Kyle Higgins’s Last Words on Dick Grayson?

DC Comics is touting an upcoming issue of Secret Origins as writer Kyle Higgins’s last word on Dick Grayson, whom he’s been writing in Nightwing for the past two and half years.

Higgins sounded a bit bemused when he told Kiel Phegley at Comic Book Resources about that story:
The Secret Origins one-shot is a little weird. It’s something they asked me to do while I was wrapping my run on Nightwing, and in some ways, I did a lot on Dick’s early days in our issue #0. So this was about trying to find a different point of view on a lot of the ideas we’d already introduced. . . . Honestly, my final issue of Nightwing kind of says everything I have to say about the character, so it’s a little weird to be doing this origin story too, but it’s fun.
I should note that Higgins’s last issue of Nightwing will be followed by a final issue written by a different team, which completes a story being told in a miniseries titled Forever Evil. That magazine has already shown Dick Grayson being unmasked, which would certainly force major changes in his career as a mysterious vigilante. DC is of course trying to play up fears that that storyline will end with Dick dying.

But back to Higgins and “Dick’s early days”:
The one story point that I really wanted to explore was the Robin name. It’s something I hadn’t done in issue #0, and it was something that I’d had an idea for for a while. We had kind of touched on the bracelet [with a robin motif] that Dick gave his mother in issue #0 as the origin of why he ultimately took the Robin name, but there’s a little bit more to it than that. What a Robin actually means to Dick Grayson hasn’t been defined, and that’s something I wanted to bring into his origin. Originally, the Robin identity came out of Errol Flynn and the Robin Hood movie, but that’s not exactly the direction DC wanted to go with the New 52 version, so this was all about finding a new spin on the Robin moniker. We’ll show where it comes from and what it means to Dick in this Secret Origins story in a pretty cool way.
Actually, Jerry Robinson’s inspiration for Robin came from his memory of N. C. Wyeth paintings of Robin Hood, not the 1938 Errol Flynn movie (though its popularity couldn’t have hurt). Narrative captions in the first comics that featured Robin made that link to British mythology explicit. But it wasn’t till later retellings of Robin’s origin that DC’s writers showed Dick identifying himself as a Robin Hood fan. Subsequently a Robin Hood painting became a staple of his bedroom in Wayne Manor.

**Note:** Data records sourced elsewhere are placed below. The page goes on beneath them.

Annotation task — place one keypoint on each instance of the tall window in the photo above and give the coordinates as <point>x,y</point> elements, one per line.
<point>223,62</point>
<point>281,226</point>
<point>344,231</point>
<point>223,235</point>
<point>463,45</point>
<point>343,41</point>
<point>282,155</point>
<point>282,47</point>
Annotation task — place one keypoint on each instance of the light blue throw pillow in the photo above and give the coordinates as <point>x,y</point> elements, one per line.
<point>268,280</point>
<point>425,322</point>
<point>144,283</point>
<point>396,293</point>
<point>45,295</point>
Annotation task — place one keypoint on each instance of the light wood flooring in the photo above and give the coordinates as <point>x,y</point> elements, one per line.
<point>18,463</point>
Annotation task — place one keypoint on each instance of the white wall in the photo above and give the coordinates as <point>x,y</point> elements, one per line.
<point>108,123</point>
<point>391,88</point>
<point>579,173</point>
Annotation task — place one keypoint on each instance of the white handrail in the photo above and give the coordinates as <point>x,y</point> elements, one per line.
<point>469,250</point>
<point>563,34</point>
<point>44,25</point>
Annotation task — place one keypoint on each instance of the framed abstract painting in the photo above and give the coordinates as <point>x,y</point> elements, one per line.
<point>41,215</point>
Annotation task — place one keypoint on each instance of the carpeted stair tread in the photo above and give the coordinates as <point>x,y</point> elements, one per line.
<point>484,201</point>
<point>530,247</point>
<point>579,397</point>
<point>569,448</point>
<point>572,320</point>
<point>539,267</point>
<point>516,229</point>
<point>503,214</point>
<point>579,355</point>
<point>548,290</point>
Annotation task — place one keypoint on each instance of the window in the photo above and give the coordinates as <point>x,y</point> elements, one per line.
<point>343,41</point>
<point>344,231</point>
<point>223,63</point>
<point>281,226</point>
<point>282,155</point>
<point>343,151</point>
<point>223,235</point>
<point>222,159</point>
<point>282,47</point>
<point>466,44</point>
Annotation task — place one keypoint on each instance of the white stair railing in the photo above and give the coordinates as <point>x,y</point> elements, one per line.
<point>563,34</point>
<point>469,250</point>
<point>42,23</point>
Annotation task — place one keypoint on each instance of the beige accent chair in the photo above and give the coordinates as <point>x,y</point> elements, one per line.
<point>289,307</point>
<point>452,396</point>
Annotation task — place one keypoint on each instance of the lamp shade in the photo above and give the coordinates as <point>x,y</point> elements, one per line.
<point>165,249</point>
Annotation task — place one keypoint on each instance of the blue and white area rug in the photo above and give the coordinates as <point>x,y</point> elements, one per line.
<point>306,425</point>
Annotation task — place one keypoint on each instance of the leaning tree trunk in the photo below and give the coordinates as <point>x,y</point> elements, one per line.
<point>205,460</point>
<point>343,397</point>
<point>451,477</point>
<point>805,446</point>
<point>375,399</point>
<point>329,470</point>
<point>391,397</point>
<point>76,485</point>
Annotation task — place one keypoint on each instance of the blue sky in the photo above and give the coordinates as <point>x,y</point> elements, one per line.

And there’s a curious story from Detective Comics, #226, in 1955 called “When Batman Was Robin,” which showed young Bruce Wayne dressing in the oh-so-inconspicuous Robin costume to get tutoring from the famous detective Harvey Harris. Seeing the kid in the red jerkin, Harris says he looks “as brilliant as a robin redbreast” and dubs him Robin.

That story by Edmond Hamilton undercuts the Dynamic Duo mythos in a couple of ways. Since it was set before Bruce’s parents were killed, it meant their murder wasn’t actually what set him to dressing up in a cape and mask and fighting crime. And it meant Bruce gave Dick the name Robin and the same type of costume he’d worn as a teenager without ever explaining their history.

But to get back to Higgins once more, is this really his farewell to Dick Grayson, or just to DC’s main, official, present-day version of that character? In January Higgins told Vaneta Rogers at Newsarama, “I’ve got some huge Dick Grayson/Nightwing stuff coming up in Batman Beyond 2.0…which I can’t urge you enough to pick up. . . . It’s the best stuff I’ve done at DC.” That digital-first magazine is set in one possible future for the DC heroes, spun off the animated cartoons rather than the main comic books, so it’s not quite so official.

In addition, Higgins has an upcoming series from Image called C.O.W.L., set in an original superhero universe. Higgins started to build that world with his student film The League, which featured an equivalent of Dick Grayson named the Sparrow or, later, the Wraith. Interviews don’t indicate if that character shows up in The C.O.W.L., but a version of his mentor does, so there’s a strong possibility.